EAR  4.2.1
EAR Reference Manual
EAR-commands

EAR offers the following commands:

Commands belonging to the first three categories read the EAR configurarion file (ear.conf) to determine whether the user is authorized, as some of them has some features (or the wall command) only available that set of users. Root is a special case, it doesn't need to be included in the list of authorized users. Some options are disabled when the user is not authorized.

NOTE EAR module must be loaded in your environment in order to use EAR commands.

[[TOC]]

EAR job Accounting (eacct)

The eacct command shows accounting information stored in the EAR DB for jobs (and step) IDs. The command uses EAR's configuration file to determine if the user running it is privileged or not, as non-privileged users can only access their information. It provides the following options.

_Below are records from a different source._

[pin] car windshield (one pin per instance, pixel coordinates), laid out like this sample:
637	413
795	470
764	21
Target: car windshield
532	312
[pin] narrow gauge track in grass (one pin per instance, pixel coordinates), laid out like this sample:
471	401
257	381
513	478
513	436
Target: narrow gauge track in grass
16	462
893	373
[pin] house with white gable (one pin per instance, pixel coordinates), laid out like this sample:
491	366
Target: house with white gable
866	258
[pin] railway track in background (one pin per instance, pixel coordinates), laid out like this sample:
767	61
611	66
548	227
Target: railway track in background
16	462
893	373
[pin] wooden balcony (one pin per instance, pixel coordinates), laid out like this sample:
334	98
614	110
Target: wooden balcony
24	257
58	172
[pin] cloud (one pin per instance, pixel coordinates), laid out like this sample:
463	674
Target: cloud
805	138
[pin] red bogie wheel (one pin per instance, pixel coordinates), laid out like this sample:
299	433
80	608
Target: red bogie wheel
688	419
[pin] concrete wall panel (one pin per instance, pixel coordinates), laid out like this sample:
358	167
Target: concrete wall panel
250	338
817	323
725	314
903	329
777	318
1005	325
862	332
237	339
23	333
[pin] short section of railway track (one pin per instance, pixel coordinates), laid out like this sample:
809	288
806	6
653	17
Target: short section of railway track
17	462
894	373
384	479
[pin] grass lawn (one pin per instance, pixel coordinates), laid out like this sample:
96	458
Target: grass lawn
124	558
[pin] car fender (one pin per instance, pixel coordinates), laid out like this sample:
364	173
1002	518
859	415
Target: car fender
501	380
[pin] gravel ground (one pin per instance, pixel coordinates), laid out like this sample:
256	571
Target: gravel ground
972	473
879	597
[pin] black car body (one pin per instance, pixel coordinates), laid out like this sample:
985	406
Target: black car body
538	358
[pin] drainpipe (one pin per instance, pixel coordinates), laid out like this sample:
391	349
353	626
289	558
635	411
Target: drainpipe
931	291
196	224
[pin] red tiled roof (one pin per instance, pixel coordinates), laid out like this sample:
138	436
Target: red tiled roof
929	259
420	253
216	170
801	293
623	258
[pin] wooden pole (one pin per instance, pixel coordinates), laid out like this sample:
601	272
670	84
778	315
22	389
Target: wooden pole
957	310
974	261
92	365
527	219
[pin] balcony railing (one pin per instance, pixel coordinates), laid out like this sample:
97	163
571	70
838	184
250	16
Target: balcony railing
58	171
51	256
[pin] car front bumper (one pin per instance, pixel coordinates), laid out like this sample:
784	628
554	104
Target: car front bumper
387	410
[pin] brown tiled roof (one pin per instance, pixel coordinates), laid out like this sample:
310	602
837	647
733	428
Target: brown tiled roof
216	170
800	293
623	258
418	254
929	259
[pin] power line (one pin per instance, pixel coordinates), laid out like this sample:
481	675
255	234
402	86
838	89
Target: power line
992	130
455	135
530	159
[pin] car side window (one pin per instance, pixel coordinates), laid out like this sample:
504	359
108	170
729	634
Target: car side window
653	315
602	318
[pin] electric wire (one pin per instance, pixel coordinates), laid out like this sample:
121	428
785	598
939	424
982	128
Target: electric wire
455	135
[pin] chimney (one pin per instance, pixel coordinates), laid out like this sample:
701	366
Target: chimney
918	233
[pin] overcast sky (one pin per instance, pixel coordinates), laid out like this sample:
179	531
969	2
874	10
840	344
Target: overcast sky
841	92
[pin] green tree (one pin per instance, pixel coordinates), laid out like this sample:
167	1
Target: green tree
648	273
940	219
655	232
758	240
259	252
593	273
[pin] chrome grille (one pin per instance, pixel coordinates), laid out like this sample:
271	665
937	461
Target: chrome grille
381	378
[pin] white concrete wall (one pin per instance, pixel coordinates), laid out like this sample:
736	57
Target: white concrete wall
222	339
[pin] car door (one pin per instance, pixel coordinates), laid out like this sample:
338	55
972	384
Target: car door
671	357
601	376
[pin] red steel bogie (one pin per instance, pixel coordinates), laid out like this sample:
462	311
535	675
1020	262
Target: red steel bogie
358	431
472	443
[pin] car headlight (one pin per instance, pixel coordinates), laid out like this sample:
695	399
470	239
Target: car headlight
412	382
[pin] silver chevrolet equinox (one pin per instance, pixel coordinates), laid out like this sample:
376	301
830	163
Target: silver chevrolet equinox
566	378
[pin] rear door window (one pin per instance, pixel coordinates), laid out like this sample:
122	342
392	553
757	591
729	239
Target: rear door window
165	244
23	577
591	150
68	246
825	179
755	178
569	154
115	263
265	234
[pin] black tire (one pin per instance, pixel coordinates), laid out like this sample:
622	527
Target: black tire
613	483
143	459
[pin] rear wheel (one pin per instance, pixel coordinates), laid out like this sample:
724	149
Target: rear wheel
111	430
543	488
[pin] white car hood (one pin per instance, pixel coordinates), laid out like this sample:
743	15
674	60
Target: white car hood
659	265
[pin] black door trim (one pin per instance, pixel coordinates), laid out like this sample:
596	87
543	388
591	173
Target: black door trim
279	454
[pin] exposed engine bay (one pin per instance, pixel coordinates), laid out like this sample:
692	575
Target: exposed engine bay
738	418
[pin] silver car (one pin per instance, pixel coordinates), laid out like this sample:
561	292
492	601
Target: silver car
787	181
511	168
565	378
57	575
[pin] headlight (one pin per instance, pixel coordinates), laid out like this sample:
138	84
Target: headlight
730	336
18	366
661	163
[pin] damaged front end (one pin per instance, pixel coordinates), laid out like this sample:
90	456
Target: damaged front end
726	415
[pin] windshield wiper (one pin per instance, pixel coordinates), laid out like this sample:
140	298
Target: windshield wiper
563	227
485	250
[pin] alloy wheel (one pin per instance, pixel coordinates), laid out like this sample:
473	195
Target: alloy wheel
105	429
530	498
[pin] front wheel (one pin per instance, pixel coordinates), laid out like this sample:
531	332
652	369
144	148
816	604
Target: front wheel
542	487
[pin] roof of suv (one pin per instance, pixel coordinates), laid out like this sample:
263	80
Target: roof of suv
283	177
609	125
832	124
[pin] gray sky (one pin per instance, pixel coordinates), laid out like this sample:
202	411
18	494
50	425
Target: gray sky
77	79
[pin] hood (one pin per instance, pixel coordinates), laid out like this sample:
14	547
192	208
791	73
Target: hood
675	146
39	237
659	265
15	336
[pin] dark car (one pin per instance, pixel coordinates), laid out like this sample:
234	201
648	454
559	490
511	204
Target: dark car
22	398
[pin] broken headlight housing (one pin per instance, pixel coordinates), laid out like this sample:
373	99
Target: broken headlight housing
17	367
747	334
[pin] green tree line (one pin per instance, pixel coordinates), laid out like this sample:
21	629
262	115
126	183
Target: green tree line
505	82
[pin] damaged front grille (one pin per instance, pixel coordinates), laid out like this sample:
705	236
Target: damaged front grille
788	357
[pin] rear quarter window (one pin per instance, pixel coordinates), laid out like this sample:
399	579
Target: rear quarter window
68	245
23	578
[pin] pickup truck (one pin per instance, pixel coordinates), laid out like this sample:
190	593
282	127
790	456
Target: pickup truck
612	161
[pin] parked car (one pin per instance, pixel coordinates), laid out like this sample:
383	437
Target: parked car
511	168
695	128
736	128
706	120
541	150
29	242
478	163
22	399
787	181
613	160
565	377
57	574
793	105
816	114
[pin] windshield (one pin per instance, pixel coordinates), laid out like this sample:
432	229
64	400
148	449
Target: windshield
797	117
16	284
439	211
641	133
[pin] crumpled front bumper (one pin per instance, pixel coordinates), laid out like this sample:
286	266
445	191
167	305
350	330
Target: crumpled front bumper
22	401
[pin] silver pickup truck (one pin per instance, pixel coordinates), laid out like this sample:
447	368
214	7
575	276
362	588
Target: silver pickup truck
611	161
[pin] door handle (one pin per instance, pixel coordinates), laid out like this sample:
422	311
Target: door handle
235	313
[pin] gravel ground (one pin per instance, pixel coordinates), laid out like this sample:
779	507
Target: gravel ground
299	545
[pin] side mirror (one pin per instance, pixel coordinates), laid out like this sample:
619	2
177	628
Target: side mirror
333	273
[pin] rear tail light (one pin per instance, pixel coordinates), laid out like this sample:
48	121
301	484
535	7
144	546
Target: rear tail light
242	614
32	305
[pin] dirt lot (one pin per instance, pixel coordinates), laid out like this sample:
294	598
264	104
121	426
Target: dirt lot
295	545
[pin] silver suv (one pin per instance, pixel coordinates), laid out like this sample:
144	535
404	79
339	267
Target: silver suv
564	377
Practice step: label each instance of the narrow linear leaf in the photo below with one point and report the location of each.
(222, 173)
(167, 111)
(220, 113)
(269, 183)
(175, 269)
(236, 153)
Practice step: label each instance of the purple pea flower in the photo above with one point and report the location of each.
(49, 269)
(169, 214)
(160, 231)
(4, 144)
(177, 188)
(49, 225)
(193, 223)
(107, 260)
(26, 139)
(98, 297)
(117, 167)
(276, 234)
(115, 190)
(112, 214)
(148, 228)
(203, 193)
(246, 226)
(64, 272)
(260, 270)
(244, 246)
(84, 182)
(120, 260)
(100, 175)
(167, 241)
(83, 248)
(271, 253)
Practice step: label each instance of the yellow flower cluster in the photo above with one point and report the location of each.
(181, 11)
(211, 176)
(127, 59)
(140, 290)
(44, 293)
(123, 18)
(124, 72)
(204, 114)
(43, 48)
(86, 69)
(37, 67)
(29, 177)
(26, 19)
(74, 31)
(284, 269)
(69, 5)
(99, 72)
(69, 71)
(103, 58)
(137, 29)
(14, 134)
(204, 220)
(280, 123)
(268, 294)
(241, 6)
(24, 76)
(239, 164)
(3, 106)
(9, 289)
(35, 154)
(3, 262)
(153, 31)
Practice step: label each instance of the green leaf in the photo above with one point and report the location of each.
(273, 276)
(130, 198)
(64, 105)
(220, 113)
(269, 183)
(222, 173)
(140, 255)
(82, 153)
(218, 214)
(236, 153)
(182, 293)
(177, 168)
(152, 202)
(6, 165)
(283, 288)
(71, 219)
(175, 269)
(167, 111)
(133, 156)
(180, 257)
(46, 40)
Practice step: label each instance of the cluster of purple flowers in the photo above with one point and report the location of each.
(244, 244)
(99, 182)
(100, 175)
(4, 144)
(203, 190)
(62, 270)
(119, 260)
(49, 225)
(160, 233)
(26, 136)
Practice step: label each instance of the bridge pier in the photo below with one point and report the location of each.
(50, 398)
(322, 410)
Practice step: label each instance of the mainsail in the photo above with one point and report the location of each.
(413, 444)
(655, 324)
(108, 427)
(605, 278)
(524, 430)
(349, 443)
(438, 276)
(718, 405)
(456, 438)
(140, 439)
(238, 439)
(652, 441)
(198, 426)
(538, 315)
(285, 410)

Usage: eacct [Optional parameters]
Optional parameters:
-h displays this message
-v displays current EAR version
-b verbose mode for debugging purposes
-u specifies the user whose applications will be retrieved. Only available to privileged users. [default: all users]
-j specifies the job id and step id to retrieve with the format [jobid.stepid] or the format [jobid1,jobid2,...,jobid_n].
A user can only retrieve its own jobs unless said user is privileged. [default: all jobs]
-a specifies the application names that will be retrieved. [default: all app_ids]
-c specifies the file where the output will be stored in CSV format. If the argument is "no_file" the output will be printed to STDOUT [default: off]
-t specifies the energy_tag of the jobs that will be retrieved. [default: all tags].
-s specifies the minimum start time of the jobs that will be retrieved in YYYY-MM-DD. [default: no filter].
-e specifies the maximum end time of the jobs that will be retrieved in YYYY-MM-DD. [default: no filter].
-l shows the information for each node for each job instead of the global statistics for said job.
-x shows the last EAR events. Nodes, job ids, and step ids can be specified as if were showing job information.
-m prints power signatures regardless of whether mpi signatures are available or not.
-r shows the EAR loop signatures. Nodes, job ids, and step ids can be specified as if were showing job information.
-o modifies the -r option to also show the corresponding jobs. Should be used with -j.
-n specifies the number of jobs to be shown, starting from the most recent one. [default: 20][to get all jobs use -n all]
-f specifies the file where the user-database can be found. If this option is used, the information will be read from the file and not the database.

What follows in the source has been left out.